A análise política precisa ir além da mera observação distanciada dos acontecimentos. Para compreender os atos de um agente político convém colocar-se em seu lugar e considerar cada passo que o fez chegar até ali. E, ainda, ter em mente que compreender algo não significa concordar.
A indicação de Kassio Nunes Marques para a vaga de Celso de Mello no STF surpreendeu a todos e embaralhou nossas cabeças. Até ontem de tarde eu mesmo apostava que o nome de Kassio era um boi de piranha para emplacar um nome mais de acordo com a linha bolsonarista. Errei. Erramos todos.
Bolsonaro tem se revelado um político habilidoso ao superar sucessivas crises criadas pela mais implacável e covarde oposição que já existiu contra um presidente aqui em Pindorama. E é nesta oposição e na sua covardia que está a explicação de como Kassio Nunes Marques chegou à condição de indicado.
O modelo de governabilidade inicial de Bolsonaro baseava-se na sua pretensão de formar um governo técnico e, a este perfil governamental, corresponder um apoio de bancadas temáticas no Congresso. Porém, o desenrolar dos acontecimentos ao longo do primeiro ano de mandato, influenciado sobretudo pelas crises criadas pela perseguição da imprensa “desmamada” e dos presidentes das duas casas do Congresso, empurrou o presidente Bolsonaro para os braços do Centrão.

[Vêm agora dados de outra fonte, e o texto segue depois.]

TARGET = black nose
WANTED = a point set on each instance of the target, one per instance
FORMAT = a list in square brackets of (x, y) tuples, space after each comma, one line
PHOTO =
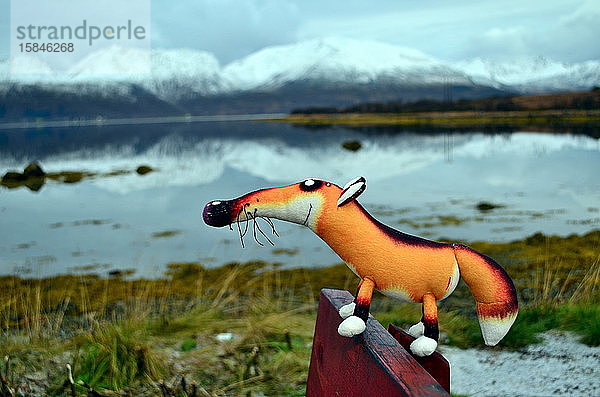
[(217, 213)]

Jair Bolsonaro passou, então, a uma segunda etapa de construção de sua governabilidade. Sua aliança com os partidos de Centro e Centro-Direita tem garantido alguma paz – ou, talvez, menos estragos – vindos de seus adversários mais covardes.
O primeiro semestre de 2020 foi um turbilhão de crises. É difícil entender como o presidente resistiu e ainda manteve sua popularidade. Institucionalmente, porém, sabemos que foi a aliança com os partidos de Centro que garantiu a Bolsonaro a passagem por essa tormenta.

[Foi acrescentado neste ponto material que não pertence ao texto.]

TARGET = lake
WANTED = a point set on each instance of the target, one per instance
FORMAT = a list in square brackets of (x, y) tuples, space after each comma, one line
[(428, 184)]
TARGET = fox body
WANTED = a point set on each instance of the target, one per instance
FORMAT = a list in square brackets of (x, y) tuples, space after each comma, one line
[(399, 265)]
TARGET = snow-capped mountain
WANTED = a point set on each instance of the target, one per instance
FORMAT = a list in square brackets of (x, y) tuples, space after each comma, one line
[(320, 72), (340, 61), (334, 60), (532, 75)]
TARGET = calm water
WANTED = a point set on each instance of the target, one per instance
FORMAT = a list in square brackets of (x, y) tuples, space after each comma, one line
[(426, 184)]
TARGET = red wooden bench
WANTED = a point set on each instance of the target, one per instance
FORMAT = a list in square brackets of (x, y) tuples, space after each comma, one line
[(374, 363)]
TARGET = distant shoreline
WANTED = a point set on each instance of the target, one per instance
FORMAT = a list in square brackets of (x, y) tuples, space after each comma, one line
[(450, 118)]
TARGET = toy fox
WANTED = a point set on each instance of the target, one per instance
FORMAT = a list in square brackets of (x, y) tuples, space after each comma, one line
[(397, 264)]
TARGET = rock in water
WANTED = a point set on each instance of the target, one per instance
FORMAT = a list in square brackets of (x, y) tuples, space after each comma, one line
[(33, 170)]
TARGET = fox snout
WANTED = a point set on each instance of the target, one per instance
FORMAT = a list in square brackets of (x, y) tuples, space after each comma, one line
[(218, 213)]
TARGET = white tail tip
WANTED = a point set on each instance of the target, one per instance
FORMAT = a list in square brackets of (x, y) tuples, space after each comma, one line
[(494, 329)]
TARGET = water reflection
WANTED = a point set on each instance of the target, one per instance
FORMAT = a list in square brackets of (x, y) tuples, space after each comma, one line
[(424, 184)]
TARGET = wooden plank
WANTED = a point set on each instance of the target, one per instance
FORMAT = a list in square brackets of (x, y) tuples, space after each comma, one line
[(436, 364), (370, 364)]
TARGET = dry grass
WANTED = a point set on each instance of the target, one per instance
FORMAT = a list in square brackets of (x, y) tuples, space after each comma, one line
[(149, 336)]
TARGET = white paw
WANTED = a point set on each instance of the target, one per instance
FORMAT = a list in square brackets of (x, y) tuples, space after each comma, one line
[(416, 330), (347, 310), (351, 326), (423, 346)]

Convém lembrar aos conservadores do Brasil que há poucos anos, em 2014, por exemplo, seria inimaginável ter um presidente conservador e um cenário tão alvissareiro de mudanças como temos hoje. Na ocasião, tivemos que votar em Aécio Neves e nos dar por satisfeitos com aquilo como se fosse o ponto mais longe que conseguiríamos chegar.
A ascensão de Bolsonaro criou a fantasia infantil de que a partir daquele instante sairíamos do inferno para o paraíso. “Eu não elegi Bolsonaro para isso”, dizem as “crianças”.
A política não é para crianças, nem para ansiosos. Nossos adversários entendem isso muito bem. É uma luta constante. Bolsonaro não traiu seus eleitores. Ele está mantendo a viabilidade de seu governo a duras penas e suportando todos os ônus enquanto as crianças fazem pirraça e criticam suas atitudes.
No campo de batalha as ordens devem ser cumpridas. É o general e não a tropa que enxerga o jogo com a visão ampla que o teatro de operações exige. Bolsonaro é o general e nossa tropa precisa acatar suas decisões. Algumas serão erradas, outras serão certas. O que importa é chegarmos ao fim do mandato com mais avanços à Direita do que tínhamos anteriormente. É preciso lembrar que o paraíso só virá depois da morte.